Toda esta contextualização histórica nos leva a entender que já havia conhecimento sobre esta região. A colonização daqui aconteceu principalmente com os paulistas, paranenses e gaúchos porque era caminho de tropa, e não podemos desvincular a história de Campos Novos da questão do tropeirismo. “Houve a guerra Guaranitica, que os espanhóis se juntaram aos portugueses para acabar com as missões. Na história foram os jesuítas que introduziram o gado franqueiro. Depois que a guerra acabou esse gado ficou espalhado e foi aumentando. Teve um momento que os bandeirantes começaram a levar o gado para São Paulo. O bandeirante começa a ser tropeiro, daí surgem os birivas, que começam a levar os bovinos, as mulas que traziam do Peru, da Argentina, passam pela região. Com destino a Sorocaba, São Paulo.

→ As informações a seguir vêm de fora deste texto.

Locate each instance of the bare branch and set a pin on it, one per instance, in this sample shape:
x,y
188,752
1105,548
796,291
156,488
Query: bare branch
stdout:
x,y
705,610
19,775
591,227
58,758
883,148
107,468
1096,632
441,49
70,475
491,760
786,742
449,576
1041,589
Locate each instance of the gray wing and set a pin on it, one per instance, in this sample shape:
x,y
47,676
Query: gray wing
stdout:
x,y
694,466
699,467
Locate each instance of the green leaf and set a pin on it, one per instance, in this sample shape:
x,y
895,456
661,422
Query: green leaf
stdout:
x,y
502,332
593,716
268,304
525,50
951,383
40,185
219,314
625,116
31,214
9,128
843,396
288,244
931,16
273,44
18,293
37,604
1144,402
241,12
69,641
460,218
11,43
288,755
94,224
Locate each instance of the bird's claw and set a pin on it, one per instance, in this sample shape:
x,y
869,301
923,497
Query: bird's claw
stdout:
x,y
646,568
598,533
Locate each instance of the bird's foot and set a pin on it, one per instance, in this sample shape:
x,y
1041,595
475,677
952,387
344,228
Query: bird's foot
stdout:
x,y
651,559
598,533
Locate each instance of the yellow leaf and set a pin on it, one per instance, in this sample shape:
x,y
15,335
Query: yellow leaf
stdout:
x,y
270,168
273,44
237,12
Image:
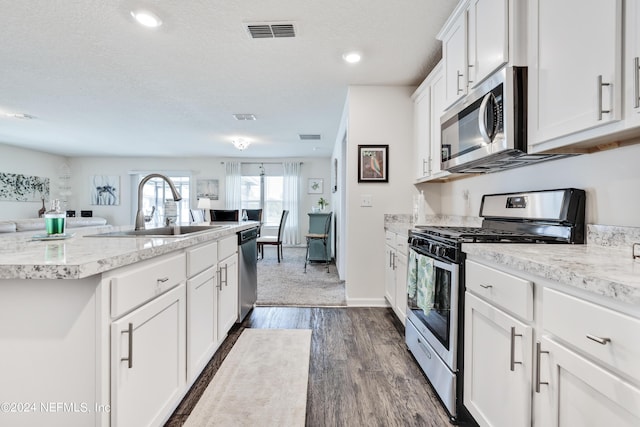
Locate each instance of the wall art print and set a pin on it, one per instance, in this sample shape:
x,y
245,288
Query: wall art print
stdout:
x,y
23,188
373,163
105,190
208,189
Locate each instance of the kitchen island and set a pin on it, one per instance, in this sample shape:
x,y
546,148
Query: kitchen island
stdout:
x,y
112,330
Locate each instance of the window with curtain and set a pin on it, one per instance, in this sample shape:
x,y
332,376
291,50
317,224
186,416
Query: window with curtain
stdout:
x,y
263,192
156,191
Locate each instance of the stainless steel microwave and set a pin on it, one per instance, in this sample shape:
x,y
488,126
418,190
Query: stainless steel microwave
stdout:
x,y
487,130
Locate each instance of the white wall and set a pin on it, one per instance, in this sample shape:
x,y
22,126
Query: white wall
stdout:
x,y
375,115
212,168
610,178
28,162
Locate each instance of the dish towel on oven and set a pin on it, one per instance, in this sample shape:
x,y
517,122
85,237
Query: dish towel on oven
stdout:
x,y
412,274
425,284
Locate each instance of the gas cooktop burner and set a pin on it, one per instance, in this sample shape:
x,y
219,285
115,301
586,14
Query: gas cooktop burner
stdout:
x,y
483,235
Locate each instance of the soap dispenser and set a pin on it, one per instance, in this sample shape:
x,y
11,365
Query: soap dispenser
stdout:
x,y
54,219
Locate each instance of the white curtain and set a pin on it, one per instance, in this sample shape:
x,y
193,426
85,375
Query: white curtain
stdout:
x,y
233,186
290,202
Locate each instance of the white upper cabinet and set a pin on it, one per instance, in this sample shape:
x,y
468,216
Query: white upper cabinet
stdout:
x,y
480,37
437,108
488,30
428,107
575,69
421,130
632,64
454,54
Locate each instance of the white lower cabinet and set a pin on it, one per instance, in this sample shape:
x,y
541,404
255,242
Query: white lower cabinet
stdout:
x,y
202,333
582,370
396,273
148,366
497,361
573,391
227,295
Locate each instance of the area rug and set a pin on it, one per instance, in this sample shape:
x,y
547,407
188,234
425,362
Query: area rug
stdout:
x,y
262,382
286,283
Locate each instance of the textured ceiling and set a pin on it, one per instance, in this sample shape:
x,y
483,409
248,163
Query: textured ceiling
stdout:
x,y
98,84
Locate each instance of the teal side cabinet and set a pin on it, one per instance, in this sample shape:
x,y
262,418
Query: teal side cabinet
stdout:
x,y
317,223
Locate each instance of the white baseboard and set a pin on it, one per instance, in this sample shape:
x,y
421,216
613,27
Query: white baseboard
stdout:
x,y
367,302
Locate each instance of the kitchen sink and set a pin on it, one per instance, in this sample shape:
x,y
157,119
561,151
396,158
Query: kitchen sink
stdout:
x,y
177,231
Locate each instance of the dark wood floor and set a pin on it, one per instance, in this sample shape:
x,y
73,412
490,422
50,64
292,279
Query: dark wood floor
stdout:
x,y
360,374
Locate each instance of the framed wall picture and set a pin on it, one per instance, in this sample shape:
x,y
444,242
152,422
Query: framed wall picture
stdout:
x,y
105,190
208,189
373,163
315,186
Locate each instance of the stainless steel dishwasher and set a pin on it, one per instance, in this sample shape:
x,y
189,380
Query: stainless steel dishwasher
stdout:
x,y
248,271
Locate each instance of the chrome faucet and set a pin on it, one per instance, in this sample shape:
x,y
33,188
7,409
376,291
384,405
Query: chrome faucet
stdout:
x,y
139,213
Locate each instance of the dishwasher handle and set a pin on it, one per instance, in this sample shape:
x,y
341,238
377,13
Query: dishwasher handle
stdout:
x,y
246,235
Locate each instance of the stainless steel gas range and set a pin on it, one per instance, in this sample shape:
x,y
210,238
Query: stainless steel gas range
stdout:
x,y
436,276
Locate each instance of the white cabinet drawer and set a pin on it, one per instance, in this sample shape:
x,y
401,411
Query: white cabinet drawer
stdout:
x,y
582,324
201,257
510,292
390,238
134,285
227,246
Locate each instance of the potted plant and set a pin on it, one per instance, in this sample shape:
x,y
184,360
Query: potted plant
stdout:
x,y
322,203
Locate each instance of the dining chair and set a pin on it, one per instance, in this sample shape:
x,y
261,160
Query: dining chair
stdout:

Muitos deles passavam pela Coxilha Rica, no passo de Santa Vitoria, lá se encontrava um registro, onde as tropas tinham que pagar um imposto por cada cabeça de animal, que ia direto para a coroa de Portugal”, conta com detalhes a professora, que prossegue o relato.

“No ano de 1816, o paranaense Atanagildo Pinto Martins saiu dos Campos de Atalaia, com destino as missões, mas ele se desviou a leste, e saiu em Campos Novos, cruzando pelo Passo do Pontão, com destino ao Rio Grande do Sul. O registro oficial escrito é de Guarapavano, ele anotou sua passagem em 1816, por São João de Campos Novos. No princípio do século XIX, já existia um lugar chamado São João dos Campos Novos, que é hoje Campos Novos. Eu deduzo que já havia informações de um passo, esse passo era importante porque ele não tinha registro, e por isso não recolhia impostos, daí muitos tropeiros começaram a passar por aqui pelo passo do Pontão. Quando o Governo Imperial descobre, em 1848, ele fez um barracão, colocando guardas para fazer o registro e começar a recolher impostos, nesse momento surge a cidade de Barracão”.

Ao se tornar conhecida, as terras de Campos Novos atraíram muitas pessoas que tomaram posse das terras formando as primeiras propriedades, que eram as invernadas e as fazendas. “Há indícios de que já no final do século XVIII, existiam algumas fazendas. Em 1850 houve a lei das Terras, ali várias pessoas da região conseguiram legalizar as terras que estavam ocupando. Em 1864 temos na história local a revalidação do sistema de Sesmaria, adotado no Brasil até 1822, no tempo da coroa Portuguesa. As pessoas se apossavam da terra, faziam um mapa e depois requiriam junto ao presidente da Província o documento comprovando que era o dono da terra, foram assim que surgiram as primeiras propriedades. As terras foram construídas gratuitamente através das posses”, explica.
Já em 1854 foi criada a freguesia, a paroquia de São João Batista dos Campos Novos, através da resolução provincial número 377, e o distrito de São João dos Campos Novos. Neste interim houve muitas disputas e guerras, como a Guerra dos Farrapos. Com o passar dos anos o município foi se dividindo e hoje, há quase 140 anos, temos a atual Campos Novos, fundada como município em 1881. Com uma rica história cultural, o município tem muito a comemorar por ter uma bela herança cultural em sua trajetória histórica e também por ser uma terra próspera de gente trabalhadora, hospitaleira e empreendedora, fatores que forma a atual conjuntura social e econômica camponovense.

Em homenagem aos 140 anos do município, o jornal ‘O Celeiro’, inicia nesta edição uma série de reportagens especiais relatando a visão de várias personalidades que construíram sua história e tem muito conhecimento a compartilhar.

*Reportagem publicada no jornal ‘O Celeiro’, Edição 1665 de 25 de Fevereiro de 2021.